I have to achieve this via LINQ to Entities.
Doing
ObjectContext.Foos.Join(ObjectContext.Foos, a => a.Bar, b => b.Bar, (a, b) => new {a, b})
gives me LEFT OUTER JOIN in the resulting query and I need inner joins, this is very critical.
Of course, I might succeed if in edmx I added as many associations of Foo with itself as necessary and then used them in my code, Entity Framework would substitute correct inner join for each of the associations. The problem is that at design time I don't know how many joins I will need. OK, one workaround is to add as many of them as reasonable...
But, if nothing else, from theoretical point of view, is it at all possible to create inner joins via EF without explicitly defining the associations?
In LINQ to SQL there was a (somewhat bizarre) way to do this via GroupJoin, like this:
ObjectContext.Foos.GroupJoin(ObjectContext.Foos, a => a.Bar, b => b.Bar, (a, b) => new {a, b}).SelectMany(o = > o.b.DefaultIfEmpty(), (o, b) => new {o.a, b)
I've just tried it in EF, the trick does not work there.
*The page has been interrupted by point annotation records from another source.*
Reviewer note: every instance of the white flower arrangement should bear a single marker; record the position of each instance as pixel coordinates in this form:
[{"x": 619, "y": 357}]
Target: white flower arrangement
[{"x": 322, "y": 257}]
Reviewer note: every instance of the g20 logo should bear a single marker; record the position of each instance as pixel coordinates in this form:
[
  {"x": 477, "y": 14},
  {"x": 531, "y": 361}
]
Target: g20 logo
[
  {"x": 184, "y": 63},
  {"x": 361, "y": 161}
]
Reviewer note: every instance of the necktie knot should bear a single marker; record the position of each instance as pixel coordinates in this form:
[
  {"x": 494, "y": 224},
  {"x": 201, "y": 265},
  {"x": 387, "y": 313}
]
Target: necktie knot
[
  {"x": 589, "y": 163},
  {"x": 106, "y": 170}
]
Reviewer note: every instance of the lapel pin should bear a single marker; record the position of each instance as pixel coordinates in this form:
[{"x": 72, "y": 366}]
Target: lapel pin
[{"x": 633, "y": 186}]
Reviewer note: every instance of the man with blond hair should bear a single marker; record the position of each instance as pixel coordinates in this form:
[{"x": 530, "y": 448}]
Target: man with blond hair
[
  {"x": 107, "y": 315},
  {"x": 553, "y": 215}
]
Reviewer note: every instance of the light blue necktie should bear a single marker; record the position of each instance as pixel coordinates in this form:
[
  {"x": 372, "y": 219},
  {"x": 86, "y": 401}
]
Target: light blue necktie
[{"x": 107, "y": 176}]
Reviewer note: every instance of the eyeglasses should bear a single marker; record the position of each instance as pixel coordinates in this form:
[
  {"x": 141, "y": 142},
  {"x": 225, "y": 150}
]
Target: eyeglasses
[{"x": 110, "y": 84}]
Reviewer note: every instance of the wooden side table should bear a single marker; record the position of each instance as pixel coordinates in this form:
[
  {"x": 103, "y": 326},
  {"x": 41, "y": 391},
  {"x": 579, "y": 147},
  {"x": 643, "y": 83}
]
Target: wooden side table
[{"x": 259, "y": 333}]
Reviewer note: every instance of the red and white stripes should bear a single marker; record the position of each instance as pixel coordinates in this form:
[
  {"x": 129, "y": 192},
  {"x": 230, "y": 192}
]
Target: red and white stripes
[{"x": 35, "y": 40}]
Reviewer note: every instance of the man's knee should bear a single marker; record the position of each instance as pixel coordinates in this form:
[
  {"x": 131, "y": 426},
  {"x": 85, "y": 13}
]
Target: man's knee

It still generates outer joins for me.
Any ideas?
In Linq to Entities, below is one way to do an inner join on mutiple instances of the same table:
using (ObjectContext ctx = new ObjectContext())
{
var result = from f1 in ctx.Foo
join f2 in ctx.Foo on f1.bar equals f2.bar
join f3 in ctx.Foo on f1.bar equals f3.bar
select ....;
}